Xu Han, Donegan Stephanie, Dreher Jordan M, Stark Alicia J, Canović Elizabeth P, Stamenović Dimitrije, Smith Michael L
Department of Biomedical Engineering, Boston University, 44 Cummington Mall, Boston, MA 02215, United States.
Department of Biomedical Engineering, Boston University, 44 Cummington Mall, Boston, MA 02215, United States; Department of Mechanical Engineering, Boston University, 110 Cummington Mall, Boston, Massachusetts 02215, United States.
Acta Biomater. 2020 Sep 1;113:372-379. doi: 10.1016/j.actbio.2020.06.043. Epub 2020 Jul 5.

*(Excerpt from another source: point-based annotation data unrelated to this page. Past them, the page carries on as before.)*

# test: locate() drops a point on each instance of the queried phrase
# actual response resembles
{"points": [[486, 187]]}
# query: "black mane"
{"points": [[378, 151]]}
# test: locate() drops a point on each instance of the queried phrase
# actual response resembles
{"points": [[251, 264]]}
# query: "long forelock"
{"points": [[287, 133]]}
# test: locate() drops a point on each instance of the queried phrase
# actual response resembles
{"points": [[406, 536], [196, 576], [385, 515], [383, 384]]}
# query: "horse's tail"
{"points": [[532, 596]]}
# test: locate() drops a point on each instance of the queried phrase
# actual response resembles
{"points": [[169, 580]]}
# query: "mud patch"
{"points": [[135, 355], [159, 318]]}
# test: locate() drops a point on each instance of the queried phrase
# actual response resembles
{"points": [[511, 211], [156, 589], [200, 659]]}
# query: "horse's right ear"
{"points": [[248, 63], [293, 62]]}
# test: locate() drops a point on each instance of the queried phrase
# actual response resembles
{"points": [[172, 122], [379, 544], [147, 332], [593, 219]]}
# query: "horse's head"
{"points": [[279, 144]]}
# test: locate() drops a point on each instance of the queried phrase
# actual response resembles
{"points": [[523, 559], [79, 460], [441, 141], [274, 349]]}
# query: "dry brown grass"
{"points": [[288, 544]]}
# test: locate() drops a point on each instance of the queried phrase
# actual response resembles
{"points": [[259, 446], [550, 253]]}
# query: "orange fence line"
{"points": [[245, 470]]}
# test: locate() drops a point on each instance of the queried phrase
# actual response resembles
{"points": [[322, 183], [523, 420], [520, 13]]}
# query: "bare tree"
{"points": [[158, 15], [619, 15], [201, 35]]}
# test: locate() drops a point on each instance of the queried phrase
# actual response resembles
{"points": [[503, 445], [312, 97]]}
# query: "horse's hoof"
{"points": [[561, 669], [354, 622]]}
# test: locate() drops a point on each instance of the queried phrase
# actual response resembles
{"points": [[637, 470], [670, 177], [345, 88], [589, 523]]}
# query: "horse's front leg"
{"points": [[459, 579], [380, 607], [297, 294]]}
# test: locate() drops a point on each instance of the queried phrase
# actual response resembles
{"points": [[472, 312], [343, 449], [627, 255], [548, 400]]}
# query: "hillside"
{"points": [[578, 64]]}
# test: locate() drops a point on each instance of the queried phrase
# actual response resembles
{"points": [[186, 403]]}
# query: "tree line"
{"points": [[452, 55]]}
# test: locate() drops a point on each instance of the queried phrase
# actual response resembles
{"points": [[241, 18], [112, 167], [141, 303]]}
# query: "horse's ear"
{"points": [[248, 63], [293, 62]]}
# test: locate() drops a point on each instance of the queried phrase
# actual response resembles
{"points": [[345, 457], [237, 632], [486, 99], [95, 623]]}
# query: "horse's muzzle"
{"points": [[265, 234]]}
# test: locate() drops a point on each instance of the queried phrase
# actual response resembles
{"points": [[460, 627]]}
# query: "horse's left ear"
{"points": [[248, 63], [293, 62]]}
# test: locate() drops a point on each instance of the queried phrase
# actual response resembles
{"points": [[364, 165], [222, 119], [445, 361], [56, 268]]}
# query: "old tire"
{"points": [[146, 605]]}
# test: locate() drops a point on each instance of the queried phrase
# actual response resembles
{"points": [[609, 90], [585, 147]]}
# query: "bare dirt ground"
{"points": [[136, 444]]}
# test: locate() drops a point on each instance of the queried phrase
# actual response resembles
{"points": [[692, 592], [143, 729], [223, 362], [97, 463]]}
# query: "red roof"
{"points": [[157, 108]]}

Tensional homeostasis is widely recognized to exist at the length scales of organs and tissues, but the cellular length scale mechanism for tension regulation is not known. In this study, we explored whether tensional homeostasis emerges from the behavior of the individual focal adhesion (FA), which is the subcellular structure that transmits cell stress to the surrounding extracellular matrix. Past studies have suggested that cell contractility builds up until a certain displacement is achieved, and we thus hypothesized that tensional homeostasis may require a threshold level of substrate displacement. Micropattern traction microscopy was used to study a wide range of FA traction forces generated by bovine vascular smooth muscle cells and bovine aortic endothelial cells cultured on substrates of stiffness of 3.6, 6.7, 13.6, and 30 kPa. The most striking feature of FA dynamics observed here is that the substrate displacement resulting from FA traction forces is a unifying feature that determines FA tensional stability. Beyond approximately 1 μm of substrate displacement, FAs, regardless of cell type or substrate stiffness, exhibit a precipitous drop in temporal fluctuations of traction forces. These findings lead us to the conclusion that traction force dynamics collectively determine whether cells or cell ensembles develop tensional homeostasis, and this insight is necessary to fully understand how matrix stiffness impacts cellular behavior in healthy conditions and, more important, in pathological conditions such as cancer or vascular aging, where environmental stiffness is altered. STATEMENT OF SIGNIFICANCE: Tensional homeostasis is widely recognized to exist at the length scales of organs and tissues, but the cellular length scale mechanism for tension regulation is not known. In this study, we explored whether tensional homeostasis emerges from the behavior of the individual focal adhesion (FA), which is the subcellular structure that transmits cell stress to the extracellular matrix. We utilized micropattern traction microscopy to measure time-lapses of FA forces in vascular smooth muscle cells and in endothelial cells. We discovered that the magnitude of the substrate displacement determines whether the FA has low temporal variability of traction forces. This finding is significant since it is the first known feature of tensional homeostasis that is broadly unifying across a range of environmental conditions and cell types.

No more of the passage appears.